Dear friends and family,
Well, we’re back in Houston in our current home. We drove back yesterday, starting fairly early, and made the trip in five hours, so it was smooth sailing. Evidently those coming back from Dallas, Austin and other points west had a harder time, and today the traffic is bumper to bumper from every direction. With the temperatures still making records, I’m so glad we got back smoothly.
Our drive back to Houston took us through some of the areas hit hard by Rita. We drove along I10, which is a little in from the coast, so we didn’t go through the worst-affected sections of Cameron Parish. But it was bad all through Lake Charles and Beaumont, with thousands of trees down or snapped, all the road signs and massive advertisements torn up and chucked around, and house after house after house badly damaged. Some hotels were completely destroyed. They’d just opened the Lake Charles bridge, which had been hit by a barge, so we didn’t have to make the detour people made a day earlier. From about 50 kilometres before Lake Charles almost to Houston no-one was allowed to exit without a special reason or permit, and all the exits were patrolled by National Guardsmen. We knew this was happening, so we made sure we filled up with petrol in Lafayette.
We arrived home to a city that was barely dented by Rita. I still think our decision to evacuate was the right one, but this illustrates just one of the reasons why evacuating is so problematic. If you evacuate early to avoid traffic mayhem, you could spend the whole of hurricane season evacuating ahead of storms which peter out or end up going somewhere completely different. And you’re likely to lose your job or at least severely irritate your employer in the process. If you wait long enough to see whether the storm is really going to be a danger, you either end up in nightmarish traffic or, worse, you don’t get out in time. People along the Gulf Coast have been playing this probabilities game for decades
Today back in Houston was about as normal a day as we’ve had since Katrina hit. (Or as my colleague and friend Margaret Maggio says in her thick southern accent, “We need to appear normal even though we no normal.”) Lillie went to the office and I stayed home and worked. Well, worked a bit. It’s very hard to focus on it, and there are still so many phone calls to make and bits and pieces to attend to, work gets done in the interstices.

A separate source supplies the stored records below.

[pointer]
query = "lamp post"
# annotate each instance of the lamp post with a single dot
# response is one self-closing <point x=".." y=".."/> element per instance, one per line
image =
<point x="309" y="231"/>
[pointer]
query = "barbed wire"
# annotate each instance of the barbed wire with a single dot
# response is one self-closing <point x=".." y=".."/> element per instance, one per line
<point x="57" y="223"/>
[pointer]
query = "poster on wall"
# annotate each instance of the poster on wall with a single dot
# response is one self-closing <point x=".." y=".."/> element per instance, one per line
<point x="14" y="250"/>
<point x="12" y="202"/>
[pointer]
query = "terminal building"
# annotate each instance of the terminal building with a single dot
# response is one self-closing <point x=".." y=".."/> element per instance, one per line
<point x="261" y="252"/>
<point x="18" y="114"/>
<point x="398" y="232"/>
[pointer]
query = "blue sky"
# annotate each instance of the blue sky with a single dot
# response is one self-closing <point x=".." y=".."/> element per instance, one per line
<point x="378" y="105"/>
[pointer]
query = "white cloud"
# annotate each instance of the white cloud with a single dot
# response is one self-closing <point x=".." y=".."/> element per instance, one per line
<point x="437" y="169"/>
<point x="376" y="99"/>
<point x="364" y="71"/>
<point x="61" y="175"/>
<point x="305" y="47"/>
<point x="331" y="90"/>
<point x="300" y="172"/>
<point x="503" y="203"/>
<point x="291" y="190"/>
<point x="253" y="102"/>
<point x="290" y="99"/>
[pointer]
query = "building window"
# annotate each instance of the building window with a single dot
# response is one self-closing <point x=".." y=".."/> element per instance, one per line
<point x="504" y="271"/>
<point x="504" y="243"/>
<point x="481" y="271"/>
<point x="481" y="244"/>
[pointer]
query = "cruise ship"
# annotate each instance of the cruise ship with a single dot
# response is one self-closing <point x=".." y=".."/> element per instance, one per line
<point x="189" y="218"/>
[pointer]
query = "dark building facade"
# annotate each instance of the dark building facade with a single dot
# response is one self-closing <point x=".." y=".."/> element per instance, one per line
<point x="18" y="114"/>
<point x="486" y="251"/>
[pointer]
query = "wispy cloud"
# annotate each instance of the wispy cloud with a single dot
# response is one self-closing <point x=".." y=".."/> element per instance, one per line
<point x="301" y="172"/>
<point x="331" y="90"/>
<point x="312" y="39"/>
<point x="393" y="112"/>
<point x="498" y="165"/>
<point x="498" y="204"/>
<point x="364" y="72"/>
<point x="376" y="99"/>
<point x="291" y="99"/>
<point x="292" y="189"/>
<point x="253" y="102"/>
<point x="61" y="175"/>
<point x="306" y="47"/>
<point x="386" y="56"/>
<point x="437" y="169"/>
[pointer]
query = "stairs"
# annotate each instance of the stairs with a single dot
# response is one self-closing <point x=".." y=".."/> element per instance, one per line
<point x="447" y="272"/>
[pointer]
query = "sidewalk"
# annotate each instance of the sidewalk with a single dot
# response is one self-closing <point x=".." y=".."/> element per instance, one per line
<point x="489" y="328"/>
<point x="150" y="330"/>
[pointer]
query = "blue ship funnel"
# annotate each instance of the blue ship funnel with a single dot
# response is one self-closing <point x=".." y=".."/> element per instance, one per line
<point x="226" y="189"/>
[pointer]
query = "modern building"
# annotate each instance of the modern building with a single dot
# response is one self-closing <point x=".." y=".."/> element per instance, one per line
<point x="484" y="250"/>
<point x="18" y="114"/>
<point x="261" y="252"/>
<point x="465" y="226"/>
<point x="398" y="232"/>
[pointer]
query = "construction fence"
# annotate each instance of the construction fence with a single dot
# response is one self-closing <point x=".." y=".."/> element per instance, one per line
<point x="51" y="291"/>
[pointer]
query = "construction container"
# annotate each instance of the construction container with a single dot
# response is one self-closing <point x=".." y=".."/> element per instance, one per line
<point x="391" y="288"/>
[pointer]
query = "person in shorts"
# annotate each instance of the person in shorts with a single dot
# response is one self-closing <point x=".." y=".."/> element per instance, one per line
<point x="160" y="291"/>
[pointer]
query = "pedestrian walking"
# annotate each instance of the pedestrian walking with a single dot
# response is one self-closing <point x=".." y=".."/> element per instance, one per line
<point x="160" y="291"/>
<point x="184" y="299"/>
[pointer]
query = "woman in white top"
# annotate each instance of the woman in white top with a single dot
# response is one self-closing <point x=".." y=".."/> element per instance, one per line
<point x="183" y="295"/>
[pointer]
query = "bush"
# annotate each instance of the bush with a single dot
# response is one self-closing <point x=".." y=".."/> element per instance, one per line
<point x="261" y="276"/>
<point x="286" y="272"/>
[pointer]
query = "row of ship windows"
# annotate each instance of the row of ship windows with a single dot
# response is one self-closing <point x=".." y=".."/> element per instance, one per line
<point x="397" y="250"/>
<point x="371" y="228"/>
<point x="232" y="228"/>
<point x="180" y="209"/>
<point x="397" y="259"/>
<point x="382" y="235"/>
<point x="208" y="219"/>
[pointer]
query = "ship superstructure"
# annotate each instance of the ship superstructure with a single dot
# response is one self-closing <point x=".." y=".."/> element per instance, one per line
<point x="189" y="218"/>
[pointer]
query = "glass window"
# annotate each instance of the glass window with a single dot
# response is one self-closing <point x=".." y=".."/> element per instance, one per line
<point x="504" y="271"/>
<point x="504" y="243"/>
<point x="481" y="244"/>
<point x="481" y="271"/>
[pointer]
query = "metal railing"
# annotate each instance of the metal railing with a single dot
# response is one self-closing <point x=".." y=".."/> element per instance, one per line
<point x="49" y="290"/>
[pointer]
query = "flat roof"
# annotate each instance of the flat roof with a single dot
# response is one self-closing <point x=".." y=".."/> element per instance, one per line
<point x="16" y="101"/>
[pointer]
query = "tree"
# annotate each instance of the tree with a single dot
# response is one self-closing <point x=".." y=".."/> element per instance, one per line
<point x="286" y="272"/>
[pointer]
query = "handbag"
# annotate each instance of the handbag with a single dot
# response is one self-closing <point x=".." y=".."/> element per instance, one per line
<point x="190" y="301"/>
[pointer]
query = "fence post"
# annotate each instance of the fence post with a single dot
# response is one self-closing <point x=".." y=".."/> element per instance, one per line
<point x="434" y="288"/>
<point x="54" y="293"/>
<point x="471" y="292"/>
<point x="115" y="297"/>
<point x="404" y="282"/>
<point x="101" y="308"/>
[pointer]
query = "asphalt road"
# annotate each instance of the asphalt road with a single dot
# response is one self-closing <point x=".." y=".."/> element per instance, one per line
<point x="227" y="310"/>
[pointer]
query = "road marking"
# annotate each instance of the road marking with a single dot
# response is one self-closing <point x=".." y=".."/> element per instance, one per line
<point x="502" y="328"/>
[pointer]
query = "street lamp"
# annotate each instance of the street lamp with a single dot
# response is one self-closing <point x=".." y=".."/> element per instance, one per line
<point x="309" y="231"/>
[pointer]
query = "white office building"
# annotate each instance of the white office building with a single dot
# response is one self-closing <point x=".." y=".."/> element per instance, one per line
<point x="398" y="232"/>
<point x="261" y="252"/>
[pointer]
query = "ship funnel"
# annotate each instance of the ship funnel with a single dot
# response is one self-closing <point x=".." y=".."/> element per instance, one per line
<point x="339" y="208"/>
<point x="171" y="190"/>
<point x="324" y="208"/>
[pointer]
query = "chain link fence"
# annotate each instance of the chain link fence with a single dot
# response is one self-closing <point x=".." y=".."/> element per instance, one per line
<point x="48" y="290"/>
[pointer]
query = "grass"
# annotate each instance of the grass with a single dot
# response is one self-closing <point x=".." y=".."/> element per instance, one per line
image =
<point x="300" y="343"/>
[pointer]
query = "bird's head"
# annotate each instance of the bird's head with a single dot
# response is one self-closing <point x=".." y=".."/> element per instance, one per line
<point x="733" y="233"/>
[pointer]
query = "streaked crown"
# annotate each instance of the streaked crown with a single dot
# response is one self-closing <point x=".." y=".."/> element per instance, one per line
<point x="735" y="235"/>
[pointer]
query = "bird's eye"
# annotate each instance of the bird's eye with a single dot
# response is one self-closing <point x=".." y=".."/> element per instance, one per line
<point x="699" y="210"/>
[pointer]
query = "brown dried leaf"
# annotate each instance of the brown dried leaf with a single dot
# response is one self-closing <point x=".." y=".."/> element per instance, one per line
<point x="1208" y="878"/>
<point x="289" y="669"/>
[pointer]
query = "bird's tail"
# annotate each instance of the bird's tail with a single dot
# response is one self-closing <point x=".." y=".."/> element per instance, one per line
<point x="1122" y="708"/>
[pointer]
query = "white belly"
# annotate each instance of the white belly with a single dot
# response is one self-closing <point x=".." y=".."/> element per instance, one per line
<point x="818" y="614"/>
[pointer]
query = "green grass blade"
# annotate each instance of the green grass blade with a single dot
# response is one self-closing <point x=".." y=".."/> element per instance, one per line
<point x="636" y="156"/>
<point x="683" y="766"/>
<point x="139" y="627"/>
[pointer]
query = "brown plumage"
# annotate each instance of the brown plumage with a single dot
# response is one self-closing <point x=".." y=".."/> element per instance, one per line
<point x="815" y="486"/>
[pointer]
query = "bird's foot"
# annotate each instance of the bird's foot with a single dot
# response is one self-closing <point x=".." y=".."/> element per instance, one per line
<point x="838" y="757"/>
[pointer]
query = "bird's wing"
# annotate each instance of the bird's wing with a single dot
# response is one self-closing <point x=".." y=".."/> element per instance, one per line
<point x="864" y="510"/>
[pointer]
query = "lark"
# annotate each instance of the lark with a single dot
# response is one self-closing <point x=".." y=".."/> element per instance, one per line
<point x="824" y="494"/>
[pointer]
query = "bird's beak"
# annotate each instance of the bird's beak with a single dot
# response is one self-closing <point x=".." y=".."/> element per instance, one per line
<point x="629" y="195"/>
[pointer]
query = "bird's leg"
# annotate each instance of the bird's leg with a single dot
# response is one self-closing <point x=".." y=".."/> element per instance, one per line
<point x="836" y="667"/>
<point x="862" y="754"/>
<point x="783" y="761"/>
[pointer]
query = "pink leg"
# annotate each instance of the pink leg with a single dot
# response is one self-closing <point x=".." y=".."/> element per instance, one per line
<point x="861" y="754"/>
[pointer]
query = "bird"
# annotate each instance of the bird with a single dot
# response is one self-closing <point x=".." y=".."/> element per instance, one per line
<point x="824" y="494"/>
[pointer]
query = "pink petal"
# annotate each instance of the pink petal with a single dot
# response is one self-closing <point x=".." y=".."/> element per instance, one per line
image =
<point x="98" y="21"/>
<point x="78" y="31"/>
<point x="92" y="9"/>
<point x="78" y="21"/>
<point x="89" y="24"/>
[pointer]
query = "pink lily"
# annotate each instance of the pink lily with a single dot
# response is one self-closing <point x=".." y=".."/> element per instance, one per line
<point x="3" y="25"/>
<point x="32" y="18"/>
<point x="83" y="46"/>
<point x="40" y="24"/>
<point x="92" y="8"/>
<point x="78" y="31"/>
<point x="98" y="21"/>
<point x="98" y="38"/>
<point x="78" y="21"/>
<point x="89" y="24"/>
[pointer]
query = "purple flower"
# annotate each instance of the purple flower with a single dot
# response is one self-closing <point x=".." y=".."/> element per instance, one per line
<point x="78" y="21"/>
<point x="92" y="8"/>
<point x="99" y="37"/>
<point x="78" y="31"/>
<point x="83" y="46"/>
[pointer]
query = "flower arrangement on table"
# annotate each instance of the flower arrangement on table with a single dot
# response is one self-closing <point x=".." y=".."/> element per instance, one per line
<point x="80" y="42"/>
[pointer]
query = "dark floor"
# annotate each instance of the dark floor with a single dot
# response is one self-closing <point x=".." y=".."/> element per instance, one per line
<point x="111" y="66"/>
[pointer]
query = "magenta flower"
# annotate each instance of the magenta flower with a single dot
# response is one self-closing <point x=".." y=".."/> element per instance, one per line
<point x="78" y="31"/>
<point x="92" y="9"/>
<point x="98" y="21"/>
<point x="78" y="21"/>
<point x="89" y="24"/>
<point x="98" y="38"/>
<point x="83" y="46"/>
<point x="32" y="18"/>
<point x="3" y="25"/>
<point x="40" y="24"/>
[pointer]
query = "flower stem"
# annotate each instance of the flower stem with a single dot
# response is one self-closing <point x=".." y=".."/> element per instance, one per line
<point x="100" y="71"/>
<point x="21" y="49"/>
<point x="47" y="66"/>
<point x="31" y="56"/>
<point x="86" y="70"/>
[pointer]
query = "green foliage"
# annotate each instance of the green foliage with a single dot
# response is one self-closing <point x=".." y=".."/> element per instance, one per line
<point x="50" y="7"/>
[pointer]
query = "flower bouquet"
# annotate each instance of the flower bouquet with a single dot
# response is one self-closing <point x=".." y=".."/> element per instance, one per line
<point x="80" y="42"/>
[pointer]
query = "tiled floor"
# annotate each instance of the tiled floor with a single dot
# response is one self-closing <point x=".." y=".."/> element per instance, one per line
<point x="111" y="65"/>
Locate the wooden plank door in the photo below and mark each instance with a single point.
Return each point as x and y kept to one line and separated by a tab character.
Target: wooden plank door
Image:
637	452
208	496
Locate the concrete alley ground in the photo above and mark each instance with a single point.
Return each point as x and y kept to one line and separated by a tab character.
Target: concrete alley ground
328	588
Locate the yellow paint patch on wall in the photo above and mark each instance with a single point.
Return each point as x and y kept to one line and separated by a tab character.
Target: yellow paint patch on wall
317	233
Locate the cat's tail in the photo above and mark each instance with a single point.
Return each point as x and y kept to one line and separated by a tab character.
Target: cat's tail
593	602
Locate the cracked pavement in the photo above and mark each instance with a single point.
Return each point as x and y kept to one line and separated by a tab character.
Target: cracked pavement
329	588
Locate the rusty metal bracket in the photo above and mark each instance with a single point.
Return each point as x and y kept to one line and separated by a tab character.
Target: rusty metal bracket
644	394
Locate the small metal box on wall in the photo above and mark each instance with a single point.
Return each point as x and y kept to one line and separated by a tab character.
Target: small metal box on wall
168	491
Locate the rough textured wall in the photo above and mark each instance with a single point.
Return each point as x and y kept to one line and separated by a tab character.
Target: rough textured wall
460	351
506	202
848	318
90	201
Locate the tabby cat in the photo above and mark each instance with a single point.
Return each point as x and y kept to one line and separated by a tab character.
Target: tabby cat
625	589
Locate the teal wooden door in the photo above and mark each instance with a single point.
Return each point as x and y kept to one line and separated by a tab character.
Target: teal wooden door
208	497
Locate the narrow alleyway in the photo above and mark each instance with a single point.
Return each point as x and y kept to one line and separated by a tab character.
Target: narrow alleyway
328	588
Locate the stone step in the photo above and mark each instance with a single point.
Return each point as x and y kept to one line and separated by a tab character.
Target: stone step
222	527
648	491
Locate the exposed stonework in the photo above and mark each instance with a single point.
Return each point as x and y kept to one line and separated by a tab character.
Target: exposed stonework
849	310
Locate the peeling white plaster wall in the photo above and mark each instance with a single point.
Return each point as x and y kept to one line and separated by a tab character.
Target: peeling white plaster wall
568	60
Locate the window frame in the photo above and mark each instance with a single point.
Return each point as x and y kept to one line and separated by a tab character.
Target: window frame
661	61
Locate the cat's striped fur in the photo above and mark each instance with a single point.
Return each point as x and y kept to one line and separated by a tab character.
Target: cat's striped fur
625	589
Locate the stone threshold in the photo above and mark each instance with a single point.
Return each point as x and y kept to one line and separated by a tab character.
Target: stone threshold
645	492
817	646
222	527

I’ve been hoping for a full week where we can establish some sort of routine, but I don’t think we’ll get that for some time. We learned tonight that Mayor Nagin is allowing access to all parts of the city except the lower Ninth Ward from 5th October. That means we’ll be allowed in from dawn to dusk to check on our house and try to get a few things out. We’re hopeful we can salvage some stuff from our second floor, provided the stairway is safe. So we’re now in full swing trying to organise this. We’ve booked plane tickets to New Orleans (a couple of airlines are now flying there) for the end of next week; we’re trying to enlist the aid of the contractor who did such a wonderful job on our late lamented front porch to rustle up some trucks and some hired hands; we’re lining up tetanus shots and face masks and coveralls, gloves and boots; we’re chasing up temporary beds in Laplace, not far from New Orleans; and we're making a prioritised list of the things we hope to retrieve.
We’re both really keen to return and deeply dreading it.
Lillie’s sister, Laurie, whose single-storey house not far from us in Lakeview was completely inundated, managed to get in there today, forcing open the door. She didn’t really have any hope of recovering anything, which was lucky because there wasn’t anything to salvage. Except…when they got into the house they found, still alive, her kitten Loupgarou. After a whole month, in a house which has been underwater for at least three weeks.
It broke my heart to think of the poor little thing surviving alone in those conditions for all that time. Laurie’s other cat, old Evangeline (named after a Louisiana parish) died. It’s mind boggling to think how Loupgarou managed. (The name, by the way, is Cajun for werewolf and is pronounced loo-ga-roo). She must have managed to stay afloat, maybe on floating furniture. Laurie left a lot of dry cat food there, too, so some of that must have floated up, too.
We’re so happy for Laurie, who has lost so much and is besotted with Loupgarou.